My outlook changed when I became pregnant. I was married for a year to a man who seemed like the true partner for whom I had searched for almost 40 years. What a joy to find my "soul mate" and to be having a child, when I had worried that I would end my life single. Unfortunately, the beginning of my pregnancy marked the beginning of the end of my marriage. I had married a man who had to be the center of attention; adding a baby into the mix whose needs came first enraged him.

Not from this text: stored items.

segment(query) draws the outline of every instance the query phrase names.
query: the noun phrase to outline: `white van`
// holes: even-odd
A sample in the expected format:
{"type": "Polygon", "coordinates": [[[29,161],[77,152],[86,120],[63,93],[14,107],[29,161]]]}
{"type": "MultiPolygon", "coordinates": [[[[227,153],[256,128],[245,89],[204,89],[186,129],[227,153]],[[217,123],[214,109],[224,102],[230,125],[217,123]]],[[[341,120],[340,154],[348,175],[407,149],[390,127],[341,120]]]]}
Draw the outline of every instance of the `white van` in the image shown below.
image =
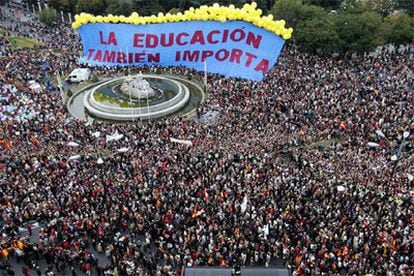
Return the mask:
{"type": "Polygon", "coordinates": [[[71,83],[86,81],[90,79],[91,75],[91,70],[88,68],[76,68],[69,74],[66,81],[71,83]]]}

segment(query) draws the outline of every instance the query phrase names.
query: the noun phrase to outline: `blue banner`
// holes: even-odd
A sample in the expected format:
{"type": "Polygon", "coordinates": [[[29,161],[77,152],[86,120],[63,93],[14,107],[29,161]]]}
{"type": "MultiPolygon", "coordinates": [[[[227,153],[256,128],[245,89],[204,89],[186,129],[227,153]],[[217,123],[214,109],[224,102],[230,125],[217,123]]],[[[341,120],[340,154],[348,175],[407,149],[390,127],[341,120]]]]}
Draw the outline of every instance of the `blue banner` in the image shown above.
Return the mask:
{"type": "Polygon", "coordinates": [[[81,63],[92,65],[185,66],[260,81],[284,40],[245,21],[162,24],[89,23],[78,29],[81,63]]]}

I read books about pregnancy and babyhood. Almost every book said breast was best! Of course, I wanted the best for my baby, and there seemed to be no other choice. This was the first argument I had with my husband after almost two years of almost no conflict. He was set against breastfeeding; his children from his first marriage had been bottle-fed, it was more convenient, he would be able to feed our child, too, and he wouldn't have to share me. All I heard about was his needs.

Finding no support at home and wanting so much to do the best thing, I looked around for La Leche League Groups and found one close by. What an experience! I saw more babies and, to my surprise, toddlers, nursing in front of me than I had seen in my entire life. They were all comfortable, relaxed, and happy. The LLL Leaders offered tips to help me enlist the support of my husband (they didn't work because he wasn't interested), and they also provided the most wonderful knowledge and support. I continued to feel sad that it appeared only my husband was unsupportive, but I went to the monthly meetings in spite of his attempts to stop my attendance.

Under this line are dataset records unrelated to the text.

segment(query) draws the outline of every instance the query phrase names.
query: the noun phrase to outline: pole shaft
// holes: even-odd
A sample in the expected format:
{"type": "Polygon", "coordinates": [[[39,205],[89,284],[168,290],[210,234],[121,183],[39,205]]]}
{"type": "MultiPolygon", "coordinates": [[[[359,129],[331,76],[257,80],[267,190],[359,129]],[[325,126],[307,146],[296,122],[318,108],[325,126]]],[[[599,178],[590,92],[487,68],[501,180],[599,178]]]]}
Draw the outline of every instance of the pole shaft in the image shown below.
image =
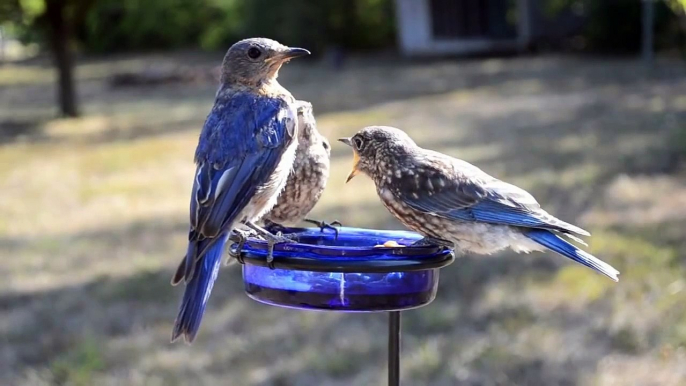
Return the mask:
{"type": "Polygon", "coordinates": [[[400,311],[388,313],[388,386],[400,386],[400,311]]]}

My marriage seemed to improve, and then flounder over the next three years. Breastfeeding my first and second child continued to be an issue with my husband, even one that he brought up in marriage counseling. But I found breastfeeding to be a loving, nurturing experience to bond with my children.

I nursed my son for 21 months until I became pregnant with my daughter. I longed to tandem nurse, but with night nursing, carrying out all of the home responsibilities, being the primary earner, and dealing with issues with my husband, I didn't know how I would be able to do it. I weaned my son gently and slowly and cried when we were done. I stopped seeing the therapist who suggested I should be like other mothers who were glad for a little time to themselves. Through everything, there was La Leche League.

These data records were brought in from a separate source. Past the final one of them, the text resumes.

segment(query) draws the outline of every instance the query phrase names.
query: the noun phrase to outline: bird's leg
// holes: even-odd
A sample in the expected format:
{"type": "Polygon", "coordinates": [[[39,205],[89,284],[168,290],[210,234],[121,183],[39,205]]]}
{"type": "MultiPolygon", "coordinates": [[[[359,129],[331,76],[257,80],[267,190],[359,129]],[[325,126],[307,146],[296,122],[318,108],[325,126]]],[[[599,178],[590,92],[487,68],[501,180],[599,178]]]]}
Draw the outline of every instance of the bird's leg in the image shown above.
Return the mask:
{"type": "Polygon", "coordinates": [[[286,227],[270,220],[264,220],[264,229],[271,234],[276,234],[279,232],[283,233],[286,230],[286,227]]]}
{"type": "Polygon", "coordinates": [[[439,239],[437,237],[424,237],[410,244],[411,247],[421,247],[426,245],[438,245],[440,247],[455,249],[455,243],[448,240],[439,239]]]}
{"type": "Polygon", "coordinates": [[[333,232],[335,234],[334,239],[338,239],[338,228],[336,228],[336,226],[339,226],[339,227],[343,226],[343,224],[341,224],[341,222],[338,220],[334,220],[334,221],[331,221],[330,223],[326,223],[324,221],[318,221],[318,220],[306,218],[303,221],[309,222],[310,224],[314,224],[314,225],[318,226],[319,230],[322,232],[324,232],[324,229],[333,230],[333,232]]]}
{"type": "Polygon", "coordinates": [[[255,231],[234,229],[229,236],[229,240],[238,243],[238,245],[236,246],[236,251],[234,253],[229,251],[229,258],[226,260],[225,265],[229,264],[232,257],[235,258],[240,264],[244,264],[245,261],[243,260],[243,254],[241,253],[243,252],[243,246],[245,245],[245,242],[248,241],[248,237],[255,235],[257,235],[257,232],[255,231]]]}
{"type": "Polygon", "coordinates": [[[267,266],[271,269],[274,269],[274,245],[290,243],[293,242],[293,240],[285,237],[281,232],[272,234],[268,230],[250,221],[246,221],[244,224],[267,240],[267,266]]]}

I continued to attend meetings, read the literature, and call my Leaders. I was convinced that I was doing what was right for my children. I was able to develop a close, loving, bond with them that I had lacked with my own parents, and did not have in my marriage.

My children are now five and three, and my nursing days are over. I nursed my daughter until she was 27 months old. My marriage has since ended. I am so glad that I chose what was best for my children over a marriage that was doomed to end.

I wanted so much to write to share my story. Often, I read other mothers' experiences in NEW BEGINNINGS and all of their partners seemed to be supportive. When I was going through such a difficult time, I wondered, "Are there others like me?"

I hope that my story can reach women whose partners, family, or friends may not be supportive of breastfeeding, or other parenting choices. Sometimes the decisions are difficult, but looking at my two sweet children, both healthy and happy, I am glad I made the choices that I did, and am thankful for La Leche League for helping me along the way.